Gary Gannon is an American Formula One engineer. He is currently the senior race engineer to Lance Stroll at the Aston Martin F1 Team.

==Career==
Gannon studied mechanical engineering at Cornell University. He began his motorsport career with Honda Racing Corporation USA, working on programmes in CART and the American Le Mans Series. He later relocated to the United Kingdom to join Wirth Research, contributing to its Formula One project with the newly formed Virgin Racing team. He moved to the team itself in 2011, initially working in trackside aerodynamics before becoming a Performance Engineer in 2012 when the operation was rebranded as the Marussia F1 Team. He became Race Engineer to Max Chilton from 2013 to 2014, overseeing the Briton during his two seasons in the sport.

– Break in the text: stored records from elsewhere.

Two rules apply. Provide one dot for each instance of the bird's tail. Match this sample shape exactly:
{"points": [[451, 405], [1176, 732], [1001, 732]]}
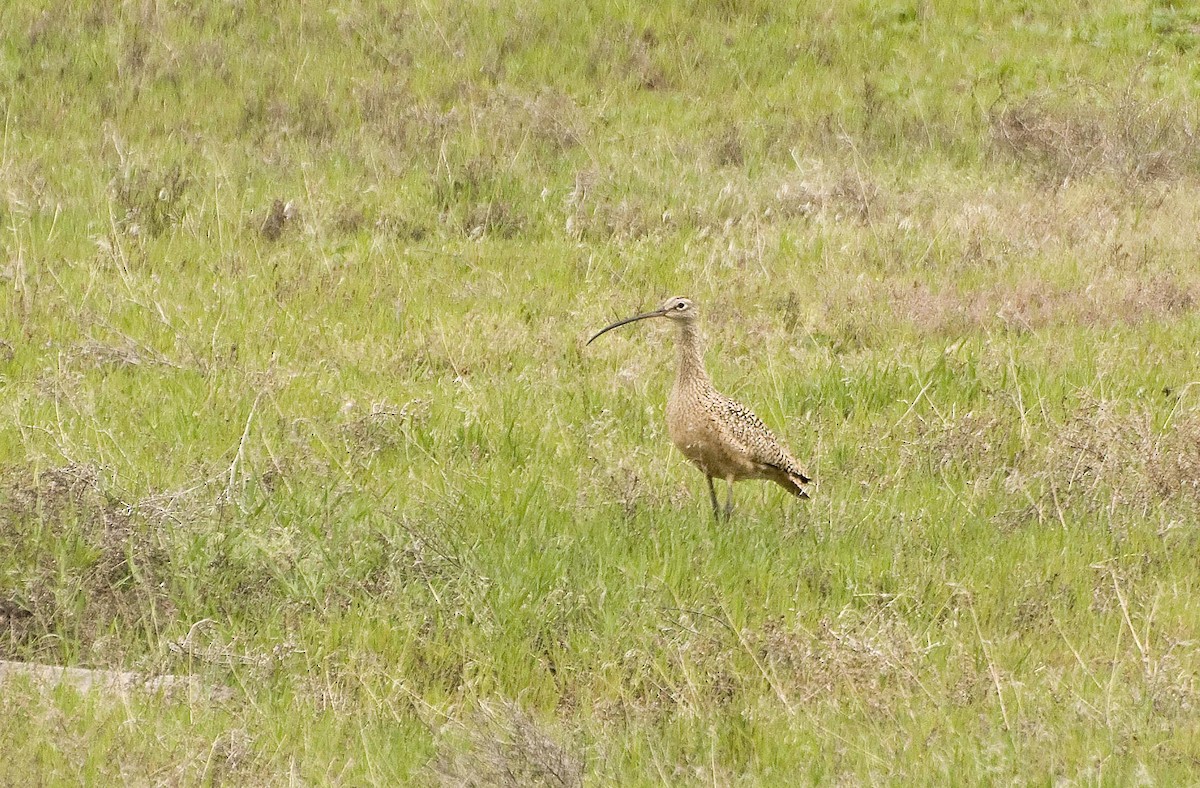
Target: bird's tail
{"points": [[791, 482]]}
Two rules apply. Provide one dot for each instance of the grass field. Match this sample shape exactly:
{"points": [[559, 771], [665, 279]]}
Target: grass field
{"points": [[294, 396]]}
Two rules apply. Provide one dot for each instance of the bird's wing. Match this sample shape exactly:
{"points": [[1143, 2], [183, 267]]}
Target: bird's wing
{"points": [[759, 441]]}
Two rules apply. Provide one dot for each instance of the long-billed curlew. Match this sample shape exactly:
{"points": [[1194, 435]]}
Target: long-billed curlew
{"points": [[719, 435]]}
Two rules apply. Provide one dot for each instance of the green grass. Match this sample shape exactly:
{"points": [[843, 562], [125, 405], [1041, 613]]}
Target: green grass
{"points": [[358, 465]]}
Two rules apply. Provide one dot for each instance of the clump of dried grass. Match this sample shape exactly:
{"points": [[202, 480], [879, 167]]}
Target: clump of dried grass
{"points": [[501, 745], [123, 579], [1108, 455], [867, 650], [1125, 136]]}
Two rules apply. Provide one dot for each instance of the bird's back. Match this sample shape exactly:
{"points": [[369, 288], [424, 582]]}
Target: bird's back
{"points": [[759, 443], [726, 439]]}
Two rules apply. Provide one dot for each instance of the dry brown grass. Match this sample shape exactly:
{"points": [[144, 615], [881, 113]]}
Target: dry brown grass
{"points": [[120, 579], [501, 745], [1077, 136]]}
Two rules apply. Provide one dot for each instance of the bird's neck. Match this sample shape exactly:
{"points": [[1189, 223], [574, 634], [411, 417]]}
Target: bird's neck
{"points": [[691, 358]]}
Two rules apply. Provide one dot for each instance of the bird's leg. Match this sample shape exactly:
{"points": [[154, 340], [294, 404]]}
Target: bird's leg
{"points": [[712, 494]]}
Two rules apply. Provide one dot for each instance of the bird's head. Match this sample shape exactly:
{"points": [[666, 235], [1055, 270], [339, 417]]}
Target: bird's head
{"points": [[677, 308]]}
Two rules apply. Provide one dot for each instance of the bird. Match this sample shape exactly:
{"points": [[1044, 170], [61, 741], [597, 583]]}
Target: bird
{"points": [[721, 437]]}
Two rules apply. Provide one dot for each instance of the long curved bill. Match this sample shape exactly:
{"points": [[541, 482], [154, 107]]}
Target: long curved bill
{"points": [[657, 313]]}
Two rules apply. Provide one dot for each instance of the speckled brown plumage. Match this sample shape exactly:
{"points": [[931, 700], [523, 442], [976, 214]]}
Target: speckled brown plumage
{"points": [[721, 437]]}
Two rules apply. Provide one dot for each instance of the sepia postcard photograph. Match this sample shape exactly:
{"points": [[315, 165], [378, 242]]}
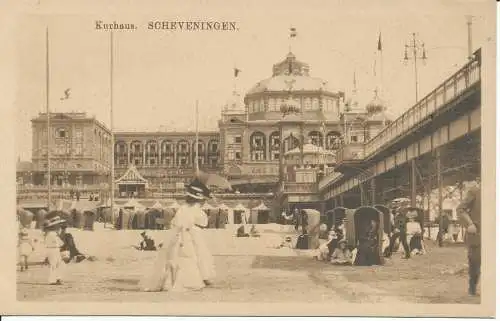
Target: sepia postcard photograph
{"points": [[286, 158]]}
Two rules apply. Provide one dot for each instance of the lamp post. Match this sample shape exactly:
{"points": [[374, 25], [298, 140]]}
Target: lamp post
{"points": [[413, 52]]}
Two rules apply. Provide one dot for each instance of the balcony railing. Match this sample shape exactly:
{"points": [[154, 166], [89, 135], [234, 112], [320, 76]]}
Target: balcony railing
{"points": [[454, 86], [330, 177], [307, 188]]}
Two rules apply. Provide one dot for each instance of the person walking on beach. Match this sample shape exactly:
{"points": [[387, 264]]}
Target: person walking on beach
{"points": [[470, 213], [53, 244], [185, 263]]}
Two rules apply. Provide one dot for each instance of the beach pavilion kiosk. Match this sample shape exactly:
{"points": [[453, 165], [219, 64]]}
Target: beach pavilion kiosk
{"points": [[131, 183]]}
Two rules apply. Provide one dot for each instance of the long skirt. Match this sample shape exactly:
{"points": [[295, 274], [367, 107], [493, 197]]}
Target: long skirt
{"points": [[180, 266], [56, 265]]}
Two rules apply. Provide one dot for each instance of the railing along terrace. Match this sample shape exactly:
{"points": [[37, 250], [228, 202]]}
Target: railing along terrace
{"points": [[330, 177], [353, 151], [466, 77], [301, 187]]}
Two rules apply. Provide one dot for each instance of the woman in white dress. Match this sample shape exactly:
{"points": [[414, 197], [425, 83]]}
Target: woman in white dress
{"points": [[185, 263]]}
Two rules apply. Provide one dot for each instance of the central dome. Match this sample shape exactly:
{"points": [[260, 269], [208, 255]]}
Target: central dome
{"points": [[279, 84], [290, 85]]}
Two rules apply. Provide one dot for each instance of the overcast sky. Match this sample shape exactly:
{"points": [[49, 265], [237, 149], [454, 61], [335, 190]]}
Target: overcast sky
{"points": [[160, 74]]}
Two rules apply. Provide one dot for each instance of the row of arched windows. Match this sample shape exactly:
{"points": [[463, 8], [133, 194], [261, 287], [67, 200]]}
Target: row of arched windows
{"points": [[268, 148], [166, 153], [307, 103]]}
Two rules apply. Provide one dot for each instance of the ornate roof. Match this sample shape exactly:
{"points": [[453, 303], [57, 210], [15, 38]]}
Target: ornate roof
{"points": [[279, 84], [290, 75], [309, 148], [132, 176]]}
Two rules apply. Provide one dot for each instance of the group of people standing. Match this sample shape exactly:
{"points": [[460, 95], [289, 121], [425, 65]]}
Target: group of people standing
{"points": [[59, 245], [184, 263]]}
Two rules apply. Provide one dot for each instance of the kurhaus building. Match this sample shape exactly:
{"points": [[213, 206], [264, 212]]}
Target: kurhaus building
{"points": [[285, 123]]}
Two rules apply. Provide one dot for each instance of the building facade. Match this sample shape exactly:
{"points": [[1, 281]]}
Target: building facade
{"points": [[289, 111], [80, 150]]}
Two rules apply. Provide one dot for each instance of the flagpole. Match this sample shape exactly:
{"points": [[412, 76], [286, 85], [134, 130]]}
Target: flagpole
{"points": [[47, 81], [111, 124], [197, 168], [381, 57]]}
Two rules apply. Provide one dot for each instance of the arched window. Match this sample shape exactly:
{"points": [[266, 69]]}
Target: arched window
{"points": [[183, 153], [201, 152], [291, 142], [274, 145], [121, 153], [136, 153], [151, 153], [315, 104], [258, 146], [316, 138], [333, 140]]}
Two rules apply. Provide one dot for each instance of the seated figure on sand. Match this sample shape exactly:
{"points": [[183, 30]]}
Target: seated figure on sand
{"points": [[342, 255]]}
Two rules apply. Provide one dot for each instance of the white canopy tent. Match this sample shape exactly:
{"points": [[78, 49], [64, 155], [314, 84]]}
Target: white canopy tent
{"points": [[243, 211], [258, 210], [261, 207], [157, 206], [174, 206]]}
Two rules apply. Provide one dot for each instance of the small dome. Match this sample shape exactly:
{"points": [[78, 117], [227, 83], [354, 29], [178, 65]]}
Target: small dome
{"points": [[375, 106], [234, 103]]}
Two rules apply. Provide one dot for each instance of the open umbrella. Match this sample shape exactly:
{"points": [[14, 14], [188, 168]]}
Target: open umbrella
{"points": [[216, 180]]}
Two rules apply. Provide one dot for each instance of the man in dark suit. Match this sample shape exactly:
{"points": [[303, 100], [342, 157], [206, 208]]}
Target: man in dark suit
{"points": [[470, 214], [399, 231]]}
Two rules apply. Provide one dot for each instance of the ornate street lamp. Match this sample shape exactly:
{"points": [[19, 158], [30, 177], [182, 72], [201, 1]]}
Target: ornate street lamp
{"points": [[413, 52]]}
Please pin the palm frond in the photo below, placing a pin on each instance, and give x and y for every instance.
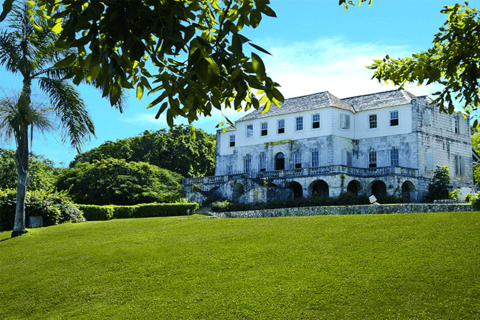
(69, 107)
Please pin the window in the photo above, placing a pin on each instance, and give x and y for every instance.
(428, 117)
(349, 156)
(430, 159)
(394, 157)
(297, 159)
(344, 121)
(394, 118)
(459, 165)
(264, 128)
(281, 126)
(315, 121)
(262, 163)
(249, 130)
(299, 123)
(315, 161)
(372, 119)
(247, 164)
(372, 159)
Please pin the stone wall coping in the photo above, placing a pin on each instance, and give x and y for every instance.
(346, 210)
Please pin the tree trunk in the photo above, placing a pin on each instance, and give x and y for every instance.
(21, 159)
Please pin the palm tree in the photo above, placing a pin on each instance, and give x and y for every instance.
(31, 52)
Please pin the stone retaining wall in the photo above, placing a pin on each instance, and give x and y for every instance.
(343, 210)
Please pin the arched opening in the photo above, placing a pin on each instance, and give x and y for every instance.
(354, 187)
(296, 188)
(319, 188)
(379, 189)
(237, 191)
(280, 161)
(408, 189)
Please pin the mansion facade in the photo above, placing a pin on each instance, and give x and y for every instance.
(387, 143)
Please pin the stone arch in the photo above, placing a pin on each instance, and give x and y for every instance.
(296, 188)
(280, 161)
(237, 191)
(378, 188)
(408, 191)
(319, 188)
(354, 187)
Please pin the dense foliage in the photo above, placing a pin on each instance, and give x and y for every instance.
(54, 207)
(116, 181)
(95, 213)
(453, 61)
(193, 50)
(175, 150)
(42, 172)
(438, 188)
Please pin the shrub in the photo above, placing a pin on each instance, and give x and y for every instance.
(475, 200)
(94, 213)
(454, 195)
(438, 188)
(54, 207)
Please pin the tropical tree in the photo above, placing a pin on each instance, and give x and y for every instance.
(31, 53)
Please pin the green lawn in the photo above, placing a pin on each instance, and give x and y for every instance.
(411, 266)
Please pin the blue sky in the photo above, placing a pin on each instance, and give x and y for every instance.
(316, 46)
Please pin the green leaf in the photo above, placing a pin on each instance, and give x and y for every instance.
(259, 48)
(258, 67)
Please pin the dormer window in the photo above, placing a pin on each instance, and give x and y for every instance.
(264, 129)
(372, 120)
(393, 118)
(299, 123)
(281, 126)
(249, 130)
(315, 121)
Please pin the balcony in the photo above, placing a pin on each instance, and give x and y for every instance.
(303, 172)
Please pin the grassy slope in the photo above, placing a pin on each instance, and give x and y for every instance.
(424, 266)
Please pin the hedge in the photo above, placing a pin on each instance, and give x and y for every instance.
(95, 213)
(54, 207)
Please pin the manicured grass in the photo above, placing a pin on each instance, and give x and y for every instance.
(415, 266)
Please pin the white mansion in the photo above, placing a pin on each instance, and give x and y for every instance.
(387, 143)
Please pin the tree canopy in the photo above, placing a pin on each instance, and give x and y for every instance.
(116, 181)
(174, 150)
(452, 61)
(42, 173)
(195, 49)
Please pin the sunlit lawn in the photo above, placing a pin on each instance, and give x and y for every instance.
(415, 266)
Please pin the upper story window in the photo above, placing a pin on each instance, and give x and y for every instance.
(299, 123)
(262, 162)
(372, 159)
(456, 125)
(393, 118)
(315, 121)
(344, 121)
(459, 165)
(394, 157)
(281, 126)
(247, 164)
(249, 130)
(297, 159)
(315, 159)
(372, 120)
(264, 128)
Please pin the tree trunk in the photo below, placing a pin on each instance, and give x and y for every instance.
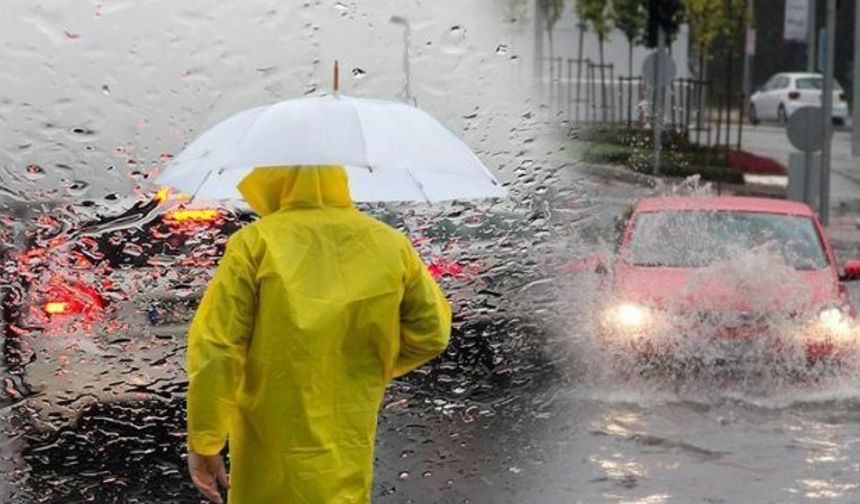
(629, 83)
(602, 82)
(702, 95)
(579, 69)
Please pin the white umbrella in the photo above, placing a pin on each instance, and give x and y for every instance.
(392, 151)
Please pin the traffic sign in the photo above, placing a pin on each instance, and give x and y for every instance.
(805, 131)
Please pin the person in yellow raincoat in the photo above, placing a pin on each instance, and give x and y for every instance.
(312, 311)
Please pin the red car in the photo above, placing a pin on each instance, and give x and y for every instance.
(722, 279)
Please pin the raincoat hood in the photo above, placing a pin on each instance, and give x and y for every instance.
(270, 189)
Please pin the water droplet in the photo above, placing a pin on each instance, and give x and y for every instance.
(35, 172)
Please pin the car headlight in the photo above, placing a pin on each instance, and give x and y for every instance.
(836, 324)
(629, 317)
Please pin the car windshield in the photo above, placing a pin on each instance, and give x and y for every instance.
(693, 239)
(163, 240)
(815, 83)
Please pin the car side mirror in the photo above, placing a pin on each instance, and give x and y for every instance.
(851, 271)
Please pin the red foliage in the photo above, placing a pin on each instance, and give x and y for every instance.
(755, 165)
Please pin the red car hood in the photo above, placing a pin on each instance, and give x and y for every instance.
(724, 289)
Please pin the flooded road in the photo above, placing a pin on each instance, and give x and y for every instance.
(521, 408)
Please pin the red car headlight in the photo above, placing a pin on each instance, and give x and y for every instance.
(71, 300)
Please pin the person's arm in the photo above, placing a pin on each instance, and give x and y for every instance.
(217, 345)
(425, 318)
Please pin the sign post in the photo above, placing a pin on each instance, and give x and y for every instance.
(658, 71)
(855, 96)
(827, 120)
(806, 135)
(796, 20)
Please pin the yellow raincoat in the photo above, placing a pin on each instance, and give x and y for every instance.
(312, 311)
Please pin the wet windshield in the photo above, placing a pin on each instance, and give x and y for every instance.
(736, 382)
(690, 239)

He joined the Haas F1 Team ahead of its entry into Formula One in 2016, becoming Race Engineer to Romain Grosjean and playing a key role in establishing the team's trackside engineering structure during its formative years. Gannon continued as Grosjean's engineer through 2018 before moving to the other side of the garage to work with Kevin Magnussen from 2018 to 2020, guiding the Dane during Haas's most competitive period in the midfield. From 2021 to 2022 he engineered Mick Schumacher, supporting the German through his two seasons in the sport. He then partnered Nico Hülkenberg for the 2023 and 2024 seasons following the German's return to Formula One. In 2025 Gannon moved to the Aston Martin F1 Team as Race Engineer to Lance Stroll. He was promoted to Senior Race Engineer in 2026, continuing to work with Stroll while taking on increased responsibility for engineering coordination and performance direction within the race team.